As buscas pelo corpo de João foram encerradas 14 dias após o desabamento da primeira ponte. A viúva, as filhas e as netas sentiram que encontrar o patriarca não era prioridade para as autoridades envolvidas. “Não tocavam no assunto morte em momento algum. Eu tinha que tirar uma força de dentro de mim para, no meio daquelas autoridades, perguntar como estavam as buscas para achar meu pai. Só aí que quem mediava pedia para os bombeiros informarem um parecer”, desabafa Diane.

A família, que tinha parado a vida desde o desaparecimento de João, resignou-se a retomar os compromissos aos poucos.

Breno Esaki / Metrópoles

Sentimento da família de João Nascimento mistura dor e revolta

Em 17 de fevereiro de 2023, uma sexta-feira de pré-Carnaval, o corpo de João finalmente foi encontrado.
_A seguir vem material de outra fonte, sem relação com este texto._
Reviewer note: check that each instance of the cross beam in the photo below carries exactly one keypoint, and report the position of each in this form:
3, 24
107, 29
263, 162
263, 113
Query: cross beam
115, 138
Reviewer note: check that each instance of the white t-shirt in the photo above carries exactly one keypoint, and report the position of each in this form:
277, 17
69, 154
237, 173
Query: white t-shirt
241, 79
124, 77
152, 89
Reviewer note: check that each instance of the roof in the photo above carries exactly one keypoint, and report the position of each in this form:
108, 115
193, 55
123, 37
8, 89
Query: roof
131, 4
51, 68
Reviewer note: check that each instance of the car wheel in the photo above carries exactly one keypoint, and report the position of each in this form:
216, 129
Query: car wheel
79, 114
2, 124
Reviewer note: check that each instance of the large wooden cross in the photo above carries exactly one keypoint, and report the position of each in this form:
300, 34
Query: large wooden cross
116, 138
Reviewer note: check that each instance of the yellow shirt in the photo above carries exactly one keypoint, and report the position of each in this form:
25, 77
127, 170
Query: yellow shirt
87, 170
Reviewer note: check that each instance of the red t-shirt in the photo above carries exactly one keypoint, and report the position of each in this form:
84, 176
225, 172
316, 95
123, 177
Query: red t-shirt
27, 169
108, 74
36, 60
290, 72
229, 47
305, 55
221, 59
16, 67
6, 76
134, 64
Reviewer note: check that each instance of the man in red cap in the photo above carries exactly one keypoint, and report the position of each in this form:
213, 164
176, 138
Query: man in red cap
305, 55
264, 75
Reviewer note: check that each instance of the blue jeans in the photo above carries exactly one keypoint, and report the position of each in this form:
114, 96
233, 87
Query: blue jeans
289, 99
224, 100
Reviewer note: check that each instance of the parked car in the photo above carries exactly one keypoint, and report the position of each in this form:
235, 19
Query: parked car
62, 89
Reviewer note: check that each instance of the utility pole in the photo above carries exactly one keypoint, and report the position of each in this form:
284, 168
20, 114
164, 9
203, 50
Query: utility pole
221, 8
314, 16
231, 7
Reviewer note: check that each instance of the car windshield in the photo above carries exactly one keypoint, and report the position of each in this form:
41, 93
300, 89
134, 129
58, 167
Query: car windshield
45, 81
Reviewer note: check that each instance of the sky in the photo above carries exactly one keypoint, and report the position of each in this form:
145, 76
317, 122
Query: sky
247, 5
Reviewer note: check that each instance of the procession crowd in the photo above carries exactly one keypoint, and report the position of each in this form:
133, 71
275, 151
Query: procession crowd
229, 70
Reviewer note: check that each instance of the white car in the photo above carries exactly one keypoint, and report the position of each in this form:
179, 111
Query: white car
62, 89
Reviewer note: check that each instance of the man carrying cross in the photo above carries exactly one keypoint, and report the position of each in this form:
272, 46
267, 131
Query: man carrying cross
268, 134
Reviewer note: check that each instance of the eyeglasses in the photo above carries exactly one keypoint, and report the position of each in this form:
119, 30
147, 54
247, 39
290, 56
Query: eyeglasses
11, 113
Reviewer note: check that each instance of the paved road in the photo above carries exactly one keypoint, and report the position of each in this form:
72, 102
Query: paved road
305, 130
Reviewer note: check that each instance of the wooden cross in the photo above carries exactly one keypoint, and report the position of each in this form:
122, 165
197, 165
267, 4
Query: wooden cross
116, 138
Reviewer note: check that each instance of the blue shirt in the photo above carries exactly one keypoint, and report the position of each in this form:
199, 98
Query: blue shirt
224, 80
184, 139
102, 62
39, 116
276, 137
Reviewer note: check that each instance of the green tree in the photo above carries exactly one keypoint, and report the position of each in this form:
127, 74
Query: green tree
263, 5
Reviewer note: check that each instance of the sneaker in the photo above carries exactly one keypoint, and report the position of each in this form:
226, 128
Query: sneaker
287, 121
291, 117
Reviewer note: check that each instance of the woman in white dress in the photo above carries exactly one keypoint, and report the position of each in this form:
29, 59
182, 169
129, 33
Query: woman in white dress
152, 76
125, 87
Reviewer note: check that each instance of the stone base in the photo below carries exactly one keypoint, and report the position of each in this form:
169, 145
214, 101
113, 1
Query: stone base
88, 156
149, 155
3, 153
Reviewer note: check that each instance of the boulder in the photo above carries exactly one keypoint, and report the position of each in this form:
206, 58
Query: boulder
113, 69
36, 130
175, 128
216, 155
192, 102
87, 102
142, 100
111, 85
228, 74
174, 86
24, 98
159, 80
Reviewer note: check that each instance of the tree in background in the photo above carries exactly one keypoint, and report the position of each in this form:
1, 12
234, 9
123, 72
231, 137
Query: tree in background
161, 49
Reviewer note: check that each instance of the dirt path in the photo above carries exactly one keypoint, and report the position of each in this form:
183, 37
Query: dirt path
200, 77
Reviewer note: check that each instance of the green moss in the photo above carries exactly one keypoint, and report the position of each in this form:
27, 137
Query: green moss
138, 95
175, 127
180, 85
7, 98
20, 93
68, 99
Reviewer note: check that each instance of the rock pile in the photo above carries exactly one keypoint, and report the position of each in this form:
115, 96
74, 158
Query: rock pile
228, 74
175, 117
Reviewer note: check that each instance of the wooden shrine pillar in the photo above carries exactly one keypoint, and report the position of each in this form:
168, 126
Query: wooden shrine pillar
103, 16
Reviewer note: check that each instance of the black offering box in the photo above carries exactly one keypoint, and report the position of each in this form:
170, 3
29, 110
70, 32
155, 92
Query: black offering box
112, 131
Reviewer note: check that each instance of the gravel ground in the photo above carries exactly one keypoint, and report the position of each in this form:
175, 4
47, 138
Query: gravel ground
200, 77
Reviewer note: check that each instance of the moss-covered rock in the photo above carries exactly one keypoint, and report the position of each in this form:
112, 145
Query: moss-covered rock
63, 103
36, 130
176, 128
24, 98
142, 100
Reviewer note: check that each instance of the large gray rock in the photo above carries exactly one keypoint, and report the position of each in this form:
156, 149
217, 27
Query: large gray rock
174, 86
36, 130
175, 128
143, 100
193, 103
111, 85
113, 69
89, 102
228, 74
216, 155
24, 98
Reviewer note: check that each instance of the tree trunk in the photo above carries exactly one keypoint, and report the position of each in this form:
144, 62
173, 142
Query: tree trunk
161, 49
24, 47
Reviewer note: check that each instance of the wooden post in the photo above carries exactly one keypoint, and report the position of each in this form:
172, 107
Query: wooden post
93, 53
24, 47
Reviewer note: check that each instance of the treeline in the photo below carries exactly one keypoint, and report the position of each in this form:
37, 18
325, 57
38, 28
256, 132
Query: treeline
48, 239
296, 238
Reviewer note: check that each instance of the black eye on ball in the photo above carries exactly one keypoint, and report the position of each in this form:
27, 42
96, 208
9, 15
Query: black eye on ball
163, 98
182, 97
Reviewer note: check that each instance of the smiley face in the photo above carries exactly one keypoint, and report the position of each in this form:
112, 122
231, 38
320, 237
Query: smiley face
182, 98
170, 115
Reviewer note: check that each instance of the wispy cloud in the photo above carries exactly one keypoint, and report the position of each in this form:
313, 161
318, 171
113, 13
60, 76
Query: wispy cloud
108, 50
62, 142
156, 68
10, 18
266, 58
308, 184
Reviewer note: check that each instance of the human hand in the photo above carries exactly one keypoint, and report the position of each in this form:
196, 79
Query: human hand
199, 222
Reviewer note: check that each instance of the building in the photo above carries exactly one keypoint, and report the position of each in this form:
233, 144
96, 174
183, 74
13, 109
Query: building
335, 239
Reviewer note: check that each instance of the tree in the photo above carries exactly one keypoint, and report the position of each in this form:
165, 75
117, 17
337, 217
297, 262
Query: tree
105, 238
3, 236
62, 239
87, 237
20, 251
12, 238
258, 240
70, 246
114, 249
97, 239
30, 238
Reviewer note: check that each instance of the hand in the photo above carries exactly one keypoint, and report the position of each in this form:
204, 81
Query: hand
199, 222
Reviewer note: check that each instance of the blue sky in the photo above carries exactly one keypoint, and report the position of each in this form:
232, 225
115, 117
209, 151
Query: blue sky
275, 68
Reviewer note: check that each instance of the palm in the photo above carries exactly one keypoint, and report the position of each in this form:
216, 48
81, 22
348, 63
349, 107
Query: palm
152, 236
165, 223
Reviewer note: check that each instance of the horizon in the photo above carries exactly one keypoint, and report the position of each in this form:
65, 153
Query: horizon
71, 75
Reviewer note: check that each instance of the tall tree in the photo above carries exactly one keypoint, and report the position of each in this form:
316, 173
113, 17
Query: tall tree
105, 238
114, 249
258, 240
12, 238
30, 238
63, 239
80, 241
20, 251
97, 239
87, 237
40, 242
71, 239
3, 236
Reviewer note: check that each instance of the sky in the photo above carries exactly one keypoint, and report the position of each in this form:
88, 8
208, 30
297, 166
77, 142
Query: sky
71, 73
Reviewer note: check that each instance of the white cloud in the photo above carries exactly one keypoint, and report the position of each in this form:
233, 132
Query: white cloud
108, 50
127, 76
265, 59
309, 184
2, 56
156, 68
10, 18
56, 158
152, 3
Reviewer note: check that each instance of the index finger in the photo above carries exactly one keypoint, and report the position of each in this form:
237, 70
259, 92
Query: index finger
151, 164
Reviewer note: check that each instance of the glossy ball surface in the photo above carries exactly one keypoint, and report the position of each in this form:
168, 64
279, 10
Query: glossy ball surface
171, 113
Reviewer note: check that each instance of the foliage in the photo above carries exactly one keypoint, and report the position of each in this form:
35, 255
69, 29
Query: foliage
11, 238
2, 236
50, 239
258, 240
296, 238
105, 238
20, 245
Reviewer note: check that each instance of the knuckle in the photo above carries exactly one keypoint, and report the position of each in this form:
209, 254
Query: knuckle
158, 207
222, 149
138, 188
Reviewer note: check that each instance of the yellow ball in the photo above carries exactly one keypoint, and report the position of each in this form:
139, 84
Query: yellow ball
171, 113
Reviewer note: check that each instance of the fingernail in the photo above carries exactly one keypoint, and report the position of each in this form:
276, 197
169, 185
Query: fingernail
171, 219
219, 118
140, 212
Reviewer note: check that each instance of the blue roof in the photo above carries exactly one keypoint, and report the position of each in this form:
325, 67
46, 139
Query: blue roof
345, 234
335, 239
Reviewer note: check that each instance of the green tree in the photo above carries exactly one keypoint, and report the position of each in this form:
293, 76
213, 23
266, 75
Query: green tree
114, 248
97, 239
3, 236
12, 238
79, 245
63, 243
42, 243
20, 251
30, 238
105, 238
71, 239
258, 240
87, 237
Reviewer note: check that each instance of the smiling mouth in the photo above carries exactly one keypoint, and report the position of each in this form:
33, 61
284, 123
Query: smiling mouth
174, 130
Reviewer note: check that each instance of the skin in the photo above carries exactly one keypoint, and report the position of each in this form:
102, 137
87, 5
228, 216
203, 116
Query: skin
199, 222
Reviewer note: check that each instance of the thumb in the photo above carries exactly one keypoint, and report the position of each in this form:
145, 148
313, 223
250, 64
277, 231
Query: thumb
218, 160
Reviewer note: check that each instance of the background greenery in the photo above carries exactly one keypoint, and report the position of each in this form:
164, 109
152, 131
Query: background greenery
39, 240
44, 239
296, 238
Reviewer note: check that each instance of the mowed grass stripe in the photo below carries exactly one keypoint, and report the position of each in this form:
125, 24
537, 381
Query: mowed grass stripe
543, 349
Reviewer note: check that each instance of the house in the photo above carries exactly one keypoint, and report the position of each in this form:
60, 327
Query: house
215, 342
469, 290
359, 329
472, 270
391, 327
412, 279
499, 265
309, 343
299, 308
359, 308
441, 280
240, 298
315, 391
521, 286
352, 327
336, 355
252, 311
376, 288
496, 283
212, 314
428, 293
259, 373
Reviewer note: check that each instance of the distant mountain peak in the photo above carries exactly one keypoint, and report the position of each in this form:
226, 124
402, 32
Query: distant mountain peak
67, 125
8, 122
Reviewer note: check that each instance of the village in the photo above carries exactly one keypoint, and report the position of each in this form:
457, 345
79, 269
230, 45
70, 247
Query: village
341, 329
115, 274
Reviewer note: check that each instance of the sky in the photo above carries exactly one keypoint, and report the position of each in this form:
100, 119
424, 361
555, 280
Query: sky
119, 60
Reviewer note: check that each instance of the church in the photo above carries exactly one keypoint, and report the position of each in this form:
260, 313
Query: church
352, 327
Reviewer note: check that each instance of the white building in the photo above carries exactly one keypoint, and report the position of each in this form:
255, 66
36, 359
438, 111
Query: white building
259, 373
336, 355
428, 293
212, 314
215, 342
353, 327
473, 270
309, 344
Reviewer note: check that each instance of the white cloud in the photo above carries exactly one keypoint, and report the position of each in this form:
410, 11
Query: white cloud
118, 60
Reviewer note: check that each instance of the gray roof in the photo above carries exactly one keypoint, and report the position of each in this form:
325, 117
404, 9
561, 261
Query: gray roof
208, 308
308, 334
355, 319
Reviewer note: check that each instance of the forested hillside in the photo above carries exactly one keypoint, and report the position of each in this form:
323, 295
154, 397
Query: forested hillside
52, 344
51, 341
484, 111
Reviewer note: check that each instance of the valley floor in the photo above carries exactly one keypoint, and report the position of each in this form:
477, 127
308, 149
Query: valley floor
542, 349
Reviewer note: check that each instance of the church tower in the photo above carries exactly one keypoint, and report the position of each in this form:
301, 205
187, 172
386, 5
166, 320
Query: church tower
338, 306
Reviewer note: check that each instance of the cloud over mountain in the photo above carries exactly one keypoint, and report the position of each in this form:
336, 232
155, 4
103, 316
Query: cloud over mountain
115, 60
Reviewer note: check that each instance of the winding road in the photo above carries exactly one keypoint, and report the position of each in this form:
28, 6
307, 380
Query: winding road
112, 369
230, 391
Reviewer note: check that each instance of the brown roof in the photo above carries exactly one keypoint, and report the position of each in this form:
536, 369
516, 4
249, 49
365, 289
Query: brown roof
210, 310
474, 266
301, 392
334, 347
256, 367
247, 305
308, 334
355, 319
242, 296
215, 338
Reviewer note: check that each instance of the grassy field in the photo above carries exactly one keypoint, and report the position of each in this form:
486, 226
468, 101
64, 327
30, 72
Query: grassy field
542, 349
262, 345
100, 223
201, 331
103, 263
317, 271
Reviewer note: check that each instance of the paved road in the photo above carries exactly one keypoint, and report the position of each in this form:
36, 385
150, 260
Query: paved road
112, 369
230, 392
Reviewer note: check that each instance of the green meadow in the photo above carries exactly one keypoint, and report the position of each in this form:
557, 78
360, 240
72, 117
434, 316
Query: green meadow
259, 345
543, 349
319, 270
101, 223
Já tinham se passado cinco meses desde o acidente. A empresa contratada para refazer a ponte removeu um caminhão do fundo do rio e, debaixo do veículo pesado, estavam os ossos dele.

Àquela altura, Rosângela estava visitando a mãe, no Pará, com a filha Kelly. Em vez de receber a notícia pelas autoridades competentes, viu o corpo do marido em redes sociais. “Estava na casa da minha mãe, mexendo no Facebook, e apareceu a publicação”, lembra.

Kelly estava perto e mexeu no celular imediatamente para evitar que a mãe visse o corpo do pai.

Imagem de duas mulheres à beira do abismo Imagem de duas mulheres à beira do abismo
“Minha filha pegou o celular, o post sumiu, mas não adiantou. Eu conheci. Conheci a cabeça dele. Reconheci.”
Rosângela Nascimento

“Isso dói. Comecei a chorar e a passar mal na frente da minha mãe, uma senhora de 95 anos. Acho que, nesse momento, a gente deve ter respeito com as pessoas que morrem e as famílias delas”, completa Rosângela, referindo-se aos que vazaram a foto e aos que a publicaram em redes sociais.

Para a família Nascimento, a saudade de João é diária e vem acompanhada do sentimento de revolta.

Três anos depois da queda da ponte, o inquérito apontando os responsáveis não está concluído. O Metrópoles procurou a Polícia Civil do Amazonas e o Governo do estado para saber os motivos da demora. Nenhum dos órgãos respondeu.

O Dnit informou, em nota, que o colapso ocorreu por causas geológicas.

“Foi uma tragédia anunciada, uma tragédia que poderia ter sido evitada. O meu pai não era para ter morrido. Ele era um cara saudável, um homem que estava bem, feliz, que trabalhava.”

João era marido de Rosângela há 35 anos, pai de três mulheres, avô de duas meninas, servidor público e cantor de bolero.